契約婚で嫁いだら、愛され妻になりました
 鈴音は商品を丁寧に磨きながらぼんやりとしていた。
 手は動かしているが、頭は仕事のことではなく、忍のことを考えている。

(ああいう人って、淡々と仕事をこなしているだけだと思っていた)

 勝手なイメージだったが、漠然とそういう印象を持っていた。
 ゆくゆく父親から引き継ぐ仕事。それが当たり前で、特に情熱も持たず、うまく会社を経営していけばいいというような、淡泊な人間のように思い込んでいた。

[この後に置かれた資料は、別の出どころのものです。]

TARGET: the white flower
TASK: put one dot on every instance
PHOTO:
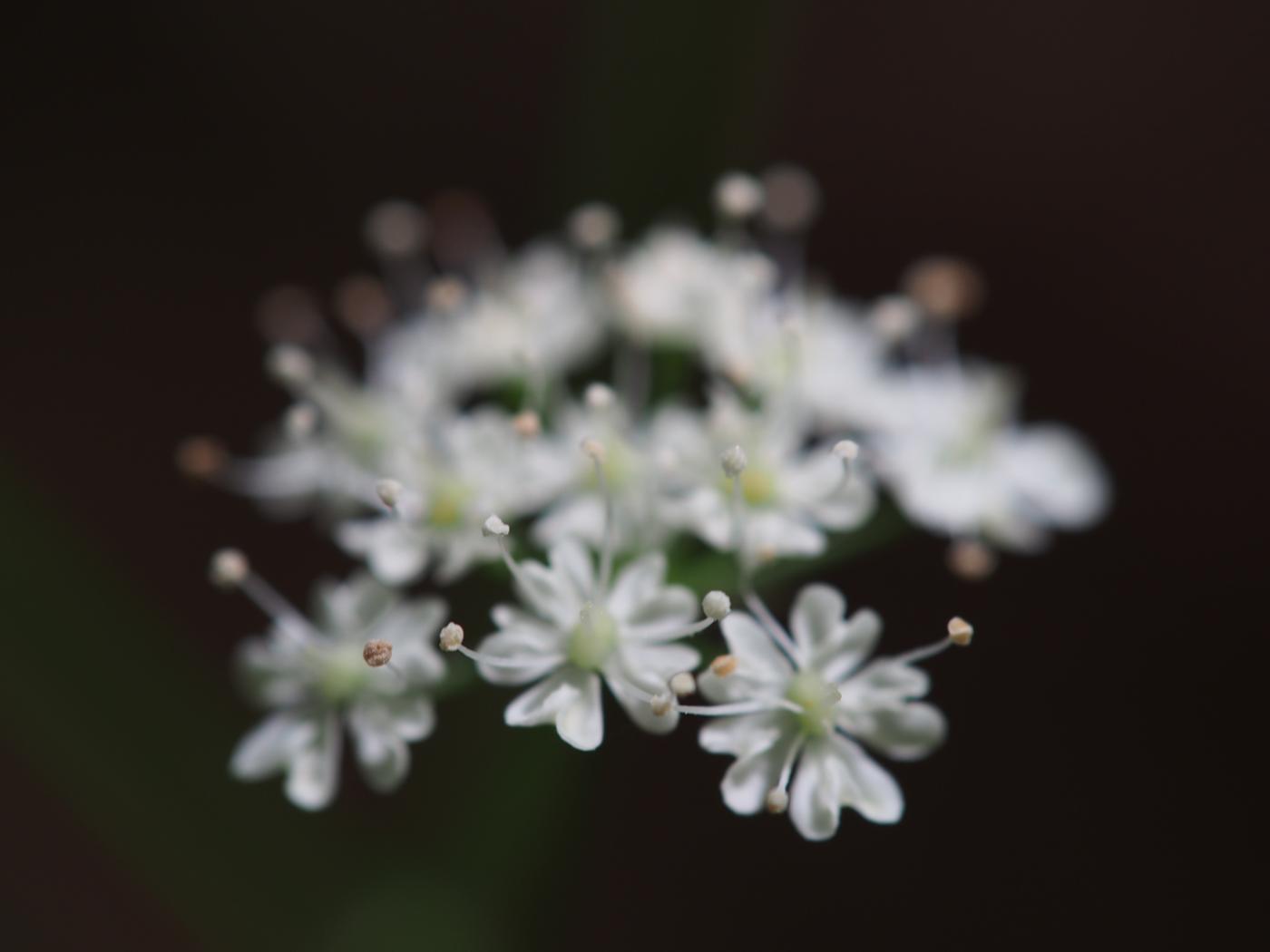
(677, 288)
(806, 349)
(319, 682)
(796, 707)
(348, 434)
(962, 465)
(473, 465)
(581, 630)
(529, 317)
(787, 498)
(630, 480)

(彼は全然違う。勝手なイメージで人を判断してしまって恥ずかしい)

 いつもよりも少し力を込めて名刺入れを拭く。

 上の立場の人からすれば、自分のような販売員なんて存在すら忘れられているものだろうと想像していた。
 実際、鈴音の勤めるチェルヴィーノの上層部がどうかは知らないが、忍は違うとわかった。
 それだけで、なんだかうれしくなったのは事実だった。

(忍さんのところの社員は幸せだな)

 今朝垣間見た仕事に一途で熱心な一面に、鈴音の顔は綻んでいた。

「すみません」
「はいっ。いらっしゃいませ」

 不意に客に声をかけられ、肩を上げる。
 仕事中にボーッとしていたらだめだと戒め、気を引き締め直して用件を聞く。特に問題なく接客を終えると、ほっと息を吐いた。

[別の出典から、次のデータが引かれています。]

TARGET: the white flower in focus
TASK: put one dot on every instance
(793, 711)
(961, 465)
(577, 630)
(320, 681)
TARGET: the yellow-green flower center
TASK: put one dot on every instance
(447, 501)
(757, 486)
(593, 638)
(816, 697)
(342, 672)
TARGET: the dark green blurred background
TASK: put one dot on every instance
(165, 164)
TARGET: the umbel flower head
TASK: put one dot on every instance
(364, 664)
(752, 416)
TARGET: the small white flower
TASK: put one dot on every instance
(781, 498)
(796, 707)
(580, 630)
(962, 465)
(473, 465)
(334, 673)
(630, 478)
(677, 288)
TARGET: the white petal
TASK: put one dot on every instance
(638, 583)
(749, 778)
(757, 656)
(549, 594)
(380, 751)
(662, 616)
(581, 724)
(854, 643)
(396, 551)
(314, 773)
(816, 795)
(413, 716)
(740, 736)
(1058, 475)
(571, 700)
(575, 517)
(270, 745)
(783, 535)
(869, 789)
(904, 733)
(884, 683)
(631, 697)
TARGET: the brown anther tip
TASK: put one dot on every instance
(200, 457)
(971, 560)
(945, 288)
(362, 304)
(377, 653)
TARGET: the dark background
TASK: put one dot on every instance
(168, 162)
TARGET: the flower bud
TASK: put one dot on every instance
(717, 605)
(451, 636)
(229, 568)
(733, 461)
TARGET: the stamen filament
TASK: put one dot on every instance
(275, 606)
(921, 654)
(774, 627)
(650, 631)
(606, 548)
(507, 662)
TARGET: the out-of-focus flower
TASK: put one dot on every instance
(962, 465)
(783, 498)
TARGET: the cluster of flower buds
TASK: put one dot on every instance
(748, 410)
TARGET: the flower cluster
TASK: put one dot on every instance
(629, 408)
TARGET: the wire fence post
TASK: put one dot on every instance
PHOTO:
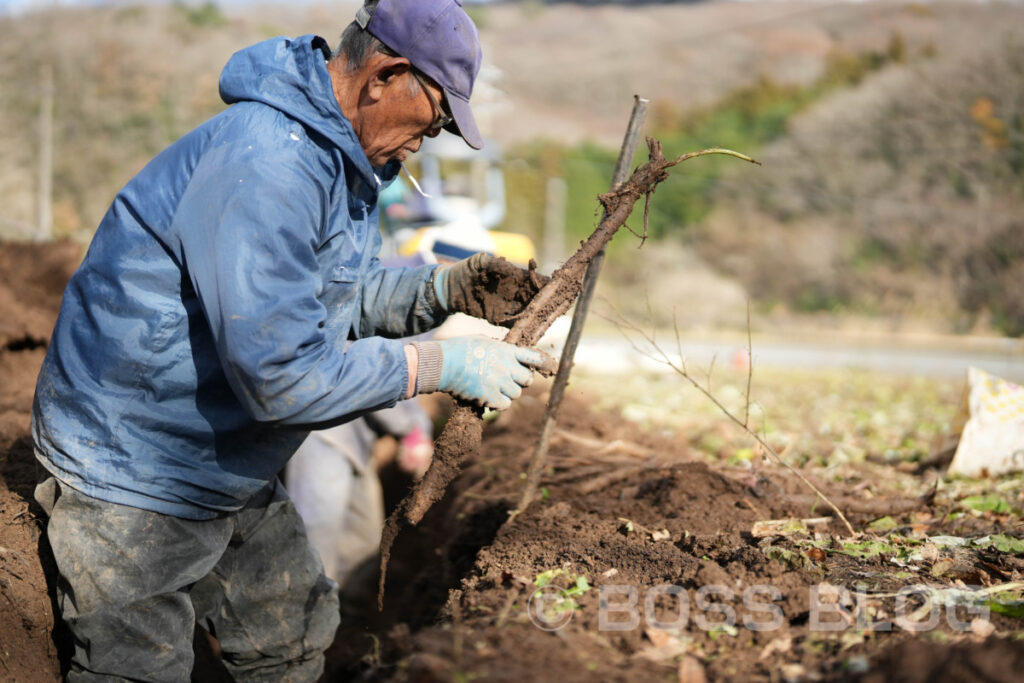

 商品の取り寄せを承ったが、その商品の担当が今日休みの佐々原だったため、メモを残そうと万年筆を手に取った。

「あれっ」

 書き始めてすぐ、インクが出てこなくて声を漏らす。軸を外して中身を見ると、やはりインクがなくなっていた。

 鈴音はいつも気分転換にと毎回インクの色を変えている。
 さっきまではブラックのインクを使用していたが、今回は以前佐々原からもらった限定インクにした。

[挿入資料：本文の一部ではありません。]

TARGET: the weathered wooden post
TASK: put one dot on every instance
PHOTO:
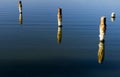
(59, 35)
(20, 6)
(20, 18)
(113, 15)
(102, 28)
(59, 15)
(101, 52)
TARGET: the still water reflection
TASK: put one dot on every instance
(32, 51)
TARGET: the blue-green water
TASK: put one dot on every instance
(31, 49)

 くるくるとインクが出るまで試し書きをしてから、もう一度佐々原宛のメモを書き直す。
 明日は休みだ。きちんと内容がわかるか確認し、メモを折って佐々原の引き出しに貼り付けた。

 それとほぼ同時に閉店の音楽が流れ始める。
 鈴音は閉店作業を進めながら、また無意識に忍を頭に思い浮かべていた。

(そういえば、せっかく今朝会えたのに、寝室の件を話せばよかった)

 あれだけ自室に戻るタイミングを計るのに悩んでいたはずなのに、いざ顔を合わせたらすっかりそんなことは頭から飛んでしまっていた。

 今日も帰りが遅いと言われたのを思い出し、今夜も忍のベッドにお邪魔するのが無難かと考え、そわそわとする。

(今夜で最後にしよう! なかなか顔を合わせる機会がないってわかったし。だいぶ傷も落ち着いているようなので……って手紙で切り出そう)

 鈴音は胸元の万年筆に目を落とし、そう決意した。